Opportunistic resources: volunteer computing is not necessarily the appropriate response as they are dependable resources seen as volatile resources
- VAC or clouds may be better alternatives
- L. Field: the real showstopper for a technology to be used as a provisioning method for WLCG T2s is the possibility to do accounting
- Still not understood how to do proper accounting in cloud and volunteer computing world
- A. McNab: running multiple jobs in a VM is not that different from running multiple jobs in a pilot job...
- Agreement that we must concentrate on the volunteer computing as the first goal it to get additional ("free") resources, as an alternative to commercial cloud providers.
- Probably a similar effort is necessary to to adapt our application environment to support the use of commercial clouds but the volunteer computing resources are free.
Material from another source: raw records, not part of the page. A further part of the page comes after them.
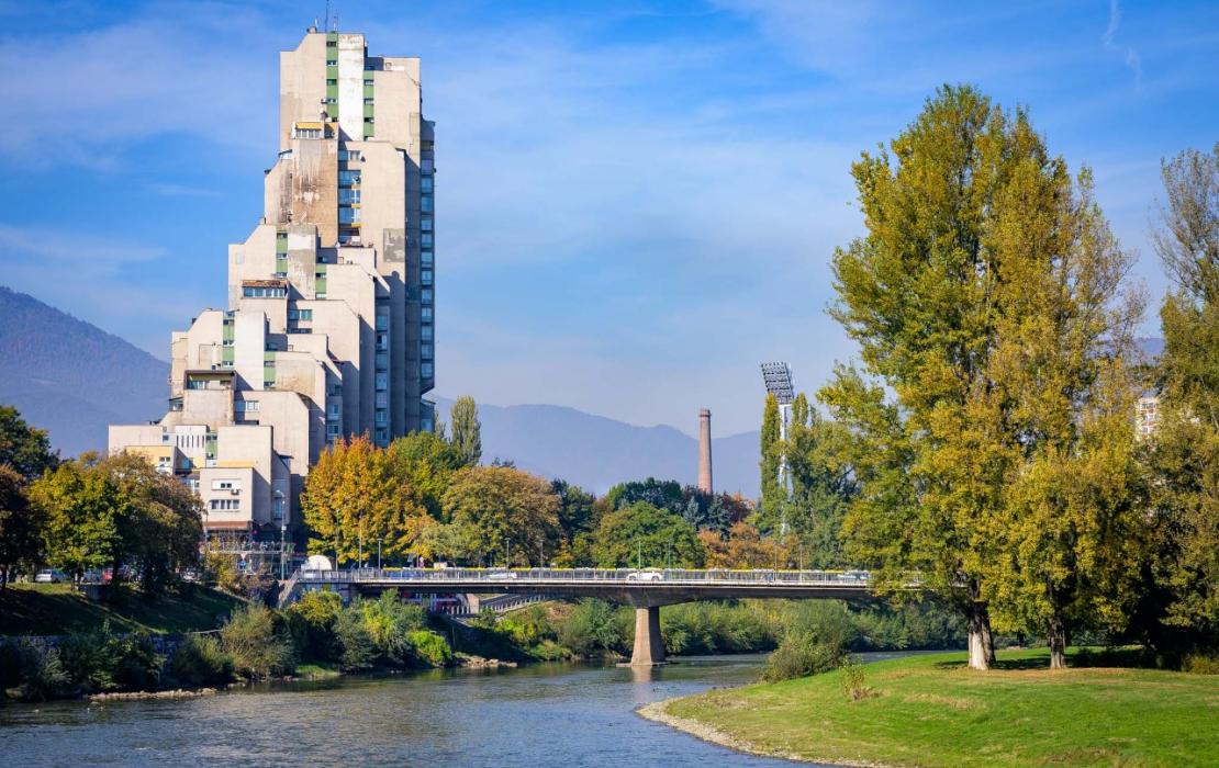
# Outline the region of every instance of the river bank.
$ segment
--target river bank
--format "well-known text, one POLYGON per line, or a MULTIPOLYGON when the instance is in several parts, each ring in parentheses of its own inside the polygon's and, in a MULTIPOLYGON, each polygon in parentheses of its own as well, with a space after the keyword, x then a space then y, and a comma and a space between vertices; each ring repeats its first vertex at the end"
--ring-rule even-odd
POLYGON ((761 656, 657 669, 540 662, 267 683, 187 700, 0 707, 6 762, 783 768, 635 716, 638 706, 741 685, 761 656))
POLYGON ((859 701, 831 672, 639 714, 742 752, 844 766, 1219 763, 1219 677, 1046 667, 1043 651, 1001 652, 991 672, 924 655, 868 665, 859 701))

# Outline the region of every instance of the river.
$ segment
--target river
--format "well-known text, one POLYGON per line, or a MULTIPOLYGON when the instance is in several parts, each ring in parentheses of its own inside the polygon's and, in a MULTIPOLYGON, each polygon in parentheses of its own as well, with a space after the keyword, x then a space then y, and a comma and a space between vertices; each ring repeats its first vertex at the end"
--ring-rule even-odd
MULTIPOLYGON (((870 660, 890 654, 865 654, 870 660)), ((188 700, 0 707, 0 762, 41 766, 772 767, 634 713, 756 680, 761 656, 284 683, 188 700)))

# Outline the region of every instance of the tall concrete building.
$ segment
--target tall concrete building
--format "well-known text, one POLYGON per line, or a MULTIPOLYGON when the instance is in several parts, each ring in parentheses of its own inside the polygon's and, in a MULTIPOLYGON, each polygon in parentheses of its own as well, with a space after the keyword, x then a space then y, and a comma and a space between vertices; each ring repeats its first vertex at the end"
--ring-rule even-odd
MULTIPOLYGON (((310 29, 279 55, 279 152, 262 218, 228 250, 228 308, 171 343, 169 410, 112 426, 202 497, 205 528, 297 521, 322 449, 434 426, 434 125, 419 60, 310 29)), ((240 88, 234 83, 234 88, 240 88)))

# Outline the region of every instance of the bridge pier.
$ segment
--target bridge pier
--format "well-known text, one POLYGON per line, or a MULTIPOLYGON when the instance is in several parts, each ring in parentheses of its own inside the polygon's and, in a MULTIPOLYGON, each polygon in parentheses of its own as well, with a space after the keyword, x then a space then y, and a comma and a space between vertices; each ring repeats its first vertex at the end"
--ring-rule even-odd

F. Stagni: can we say the level of resource we must be able to provision from the volunteers to be worth the effort?
- L. Field: ATLAS said 500 usable cores was a minimum
- O. Lodygensky: remember that 10% of volunteers actually providing resources is already a very good result
O. Lodygensky: may be interesting to look at 3GBridge developed by
EDGeS/EDGI projects and allowing to bridge between many different computing infrastructures, including BOINC and grid
Outreach: clearly need a meeting similar to this one between people involved in this effort around volunteer computing. F. Grey: We are planning to have a meeting on Citizen participative in science, e.g. volunteer computing, crowdsourcing etc.
Conclusions
A lot of progress has been made over the last 6 months, and notably ATLAS has shown that volunteer computing has real potential for experiment software. BOINC as a vehicle to distribute CernVM images getting applications via CVMS is a common denominator for all projects. Volunteer Cloud can be seen as an extension of the cloud model of the experiments, and we should work together to share experience and use as many common components as possible.
Use
project-lcg-gdb-clouds-wg@cernNOSPAMPLEASE.ch mailing list for further discussions on the technology and cloud related matters (CernVM, CVMS etc) +
project-lhcathome@cernNOSPAMPLEASE.ch for things specific to the
LHC@home platform.
Probably another similar meeting next spring.